Installation

PyFWI can be installed using pip as

(.venv) $ pip install PyFWI

on macOS or

(.venv) $ py -m pip install PyFWI

on Windows.

Simple Gradient Computation

In this section we see some applications of PyFWI. First, forward modeling is shown and then we estimate gradient of cost funtion with respect to \(V_P\).

1. Forward modeling

In this simple example, we use PyFWI to do forward modeling. So, we need to first import the following packages amd modulus.

import matplotlib.pyplot as plt
import numpy as np

import PyFWI.wave_propagation as wave
import PyFWI.acquisition as acq
import PyFWI.seiplot as splt
import PyFWI.model_dataset as md
import PyFWI.fwi_tools as tools
import PyFWI.processing as process

A simple model can be created by using model_dataset module as

Model = md.ModelGenerator('louboutin')
model = Model()

im = splt.earth_model(model, cmap='coolwarm')
../_images/example_7_0.png

Then we need to create an input dictionary as follow

model_shape = model[[*model][0]].shape

inpa = {
    'ns': 1,  # Number of sources
    'sdo': 4,  # Order of FD
    'fdom': 15,  # Central frequency of source
    'dh': 7,  # Spatial sampling rate
    'dt': 0.004,  # Temporal sampling rate
    'acq_type': 1,  # Type of acquisition (0: crosswell, 1: surface, 2: both)
    't': 0.8,  # Length of operation
    'npml': 20,  # Number of PML
    'pmlR': 1e-5,  # Coefficient for PML (No need to change)
    'pml_dir': 2,  # type of boundary layer
    'device': 1, # The device to run the program. Usually 0: CPU 1: GPU
}

seisout = 0 # Type of output 0: Pressure

inpa['rec_dis'] =  1 * inpa['dh']  # Define the receivers' distance

Now, we obtain the location of sources and receivers based on specified parameters.

offsetx = inpa['dh'] * model_shape[1]
depth = inpa['dh'] * model_shape[0]

src_loc, rec_loc = acq.surface_seismic(inpa['ns'], inpa['rec_dis'], offsetx,
                                                      inpa['dh'], inpa['sdo'])
src_loc[:, 1] -= 5 * inpa['dh']

# Create the source
src = acq.Source(src_loc, inpa['dh'], inpa['dt'])
src.Ricker(inpa['fdom'])

Finally, we can have the forward modelling as

# Create the wave object
W = wave.WavePropagator(inpa, src, rec_loc, model_shape, components=seisout, chpr=20)

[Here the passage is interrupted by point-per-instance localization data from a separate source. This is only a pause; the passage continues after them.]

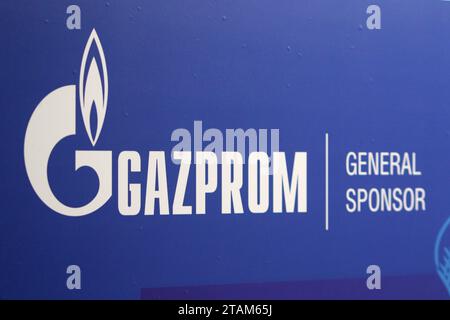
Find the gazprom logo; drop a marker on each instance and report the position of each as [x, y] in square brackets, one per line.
[54, 119]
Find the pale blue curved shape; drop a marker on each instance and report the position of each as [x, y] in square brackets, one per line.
[444, 274]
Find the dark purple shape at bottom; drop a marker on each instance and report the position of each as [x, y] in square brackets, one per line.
[401, 287]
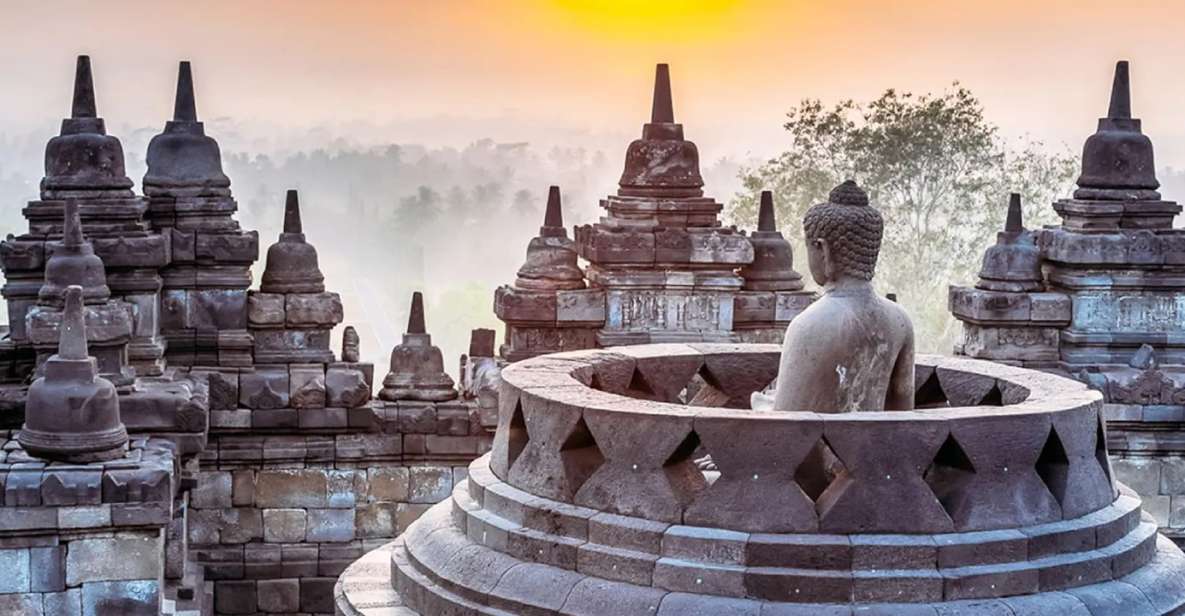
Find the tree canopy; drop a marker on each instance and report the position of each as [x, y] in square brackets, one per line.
[937, 171]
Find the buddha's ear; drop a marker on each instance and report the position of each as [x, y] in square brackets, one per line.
[830, 265]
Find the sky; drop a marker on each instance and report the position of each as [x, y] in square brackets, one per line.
[449, 71]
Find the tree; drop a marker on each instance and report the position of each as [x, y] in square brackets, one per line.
[937, 171]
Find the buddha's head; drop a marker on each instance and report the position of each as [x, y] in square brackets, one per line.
[843, 236]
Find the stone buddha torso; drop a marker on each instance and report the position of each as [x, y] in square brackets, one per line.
[851, 350]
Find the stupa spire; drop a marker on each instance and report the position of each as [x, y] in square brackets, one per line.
[72, 344]
[1121, 94]
[1014, 224]
[766, 215]
[185, 108]
[555, 216]
[416, 319]
[663, 110]
[71, 232]
[292, 213]
[83, 104]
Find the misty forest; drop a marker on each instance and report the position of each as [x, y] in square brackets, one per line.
[455, 222]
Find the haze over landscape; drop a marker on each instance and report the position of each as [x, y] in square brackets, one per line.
[488, 103]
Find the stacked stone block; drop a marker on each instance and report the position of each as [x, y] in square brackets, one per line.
[1097, 297]
[277, 518]
[94, 539]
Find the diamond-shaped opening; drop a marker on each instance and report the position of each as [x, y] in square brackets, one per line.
[640, 387]
[685, 479]
[518, 435]
[930, 395]
[949, 473]
[703, 390]
[686, 449]
[819, 469]
[994, 397]
[1101, 449]
[581, 455]
[1054, 466]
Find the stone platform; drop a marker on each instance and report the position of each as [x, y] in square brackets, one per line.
[994, 498]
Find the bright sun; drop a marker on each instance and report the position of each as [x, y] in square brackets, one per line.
[658, 19]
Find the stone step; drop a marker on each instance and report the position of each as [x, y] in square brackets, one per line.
[538, 530]
[427, 577]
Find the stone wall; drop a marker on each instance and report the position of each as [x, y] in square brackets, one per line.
[277, 517]
[93, 539]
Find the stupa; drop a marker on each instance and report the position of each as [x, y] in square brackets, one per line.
[1097, 297]
[660, 265]
[108, 321]
[72, 415]
[84, 164]
[549, 308]
[772, 293]
[204, 294]
[292, 315]
[417, 366]
[665, 263]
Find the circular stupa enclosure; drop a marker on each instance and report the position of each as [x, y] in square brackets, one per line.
[995, 496]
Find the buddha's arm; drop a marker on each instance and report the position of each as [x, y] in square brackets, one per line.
[790, 395]
[900, 396]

# Call the forward modelling
d_obs = W.forward_modeling(model, show=False)  # show=True can show the propagation of the wave

To compute the gradient using the adjoint-state method, we need to save the wavefield during the forward wave propagation. This must be done for the wavefield obtained from estimated model. For example, the wavefield at four time steps are presented here in addition to a shot gather.

fig = plt.figure(figsize=(8, 4))

count = 1

ax = fig.add_subplot(122)
ax = splt.seismic_section(ax, d_obs['taux'], t_axis=np.linspace(0, inpa['t'], int(1 + inpa['t'] // inpa['dt'])))

ax_loc = [1, 2, 5, 6]
snapshots = [40, 80, 130, 180]

for i in range(len(snapshots)):
    ax = fig.add_subplot(2, 4, ax_loc[i])
    ax.imshow(W.W['taux'][:, :, 0, snapshots[i]], cmap='coolwarm')

    ax.axis('off')
    count += 1
fig.suptitle("Wave propagation and a shot gather", fontweight='bold');
../_images/example_15_0.png

2. Gradient

To compute the gradient, we need the observed data and an initial model. So, first we obtain the observed data using more sources.

Note: For better visualization and avoiding crosstalk, I compute the gradient in acoustic media.

# Making medium acoustic
model['vs'] *= 0.0
model['rho'] = np.ones_like(model['rho'])

# Increasing number of sources
inpa['ns'] = 5

src_loc, rec_loc = acq.surface_seismic(inpa['ns'], inpa['rec_dis'], offsetx,
                                                      inpa['dh'], inpa['sdo'])
src_loc[:, 1] -= 5 * inpa['dh']

# Create the source
src = acq.Source(src_loc, inpa['dh'], inpa['dt'])
src.Ricker(inpa['fdom'])

# Create the wave object
W = wave.WavePropagator(inpa, src, rec_loc, model_shape, components=seisout, chpr=20)

# Call the forward modelling
db_obs = W.forward_modeling(model, show=False)  # show=True can show the propagation of the wave

# preparing data amd applying gain if required
db_obs = process.prepare_residual(db_obs, 1)

Then we create the initial model.

m0 = Model(smoothing=1)
m0['vs'] *= 0.0
m0['rho'] = np.ones_like(model['rho'])

im = splt.earth_model(m0, ['vp'], cmap='coolwarm')
../_images/example_20_0.png

And we simulate the wave propagation to obtain estimated data. For computing the gradient, we can smooth the gradient and scale it by defining g_smooth and energy_balancing.

inpa['energy_balancing'] = True

We save the wavefield at 20% of the time steps (chpr = 20) to be used for gradient calculation. The value of wavefield is accessible using the attribute W which is a dictionary for \(V_x\), \(V_z\), \(\tau_x\), \(\tau_z\), and \(\tau_{xz}\) as vx, vz, taux, tauz, and tauxz. Each parameter is a 4D tensor. For example, we can have access to the last time step of \(\tau_x\) for the first shot as W.W['taux'][:, :, 0, -1].

Lam = wave.WavePropagator(inpa, src, rec_loc, model_shape,
                          chpr=20, components=seisout)

d_est = Lam.forward_modeling(m0, False)
d_est = process.prepare_residual(d_est, 1)

Now, we define the cost function and obtaine the residuals for adjoint-state method.

CF = tools.CostFunction('l2')
rms, adj_src = tools.cost_seismic(d_est, db_obs, fun=CF)
# print(rms)

Using the adjoint source, we can estimate the gradient as

grad = Lam.gradient(adj_src, show=False)

# Time to plot the results
splt.earth_model(grad, ['vp'], cmap='jet');
../_images/example_29_0.png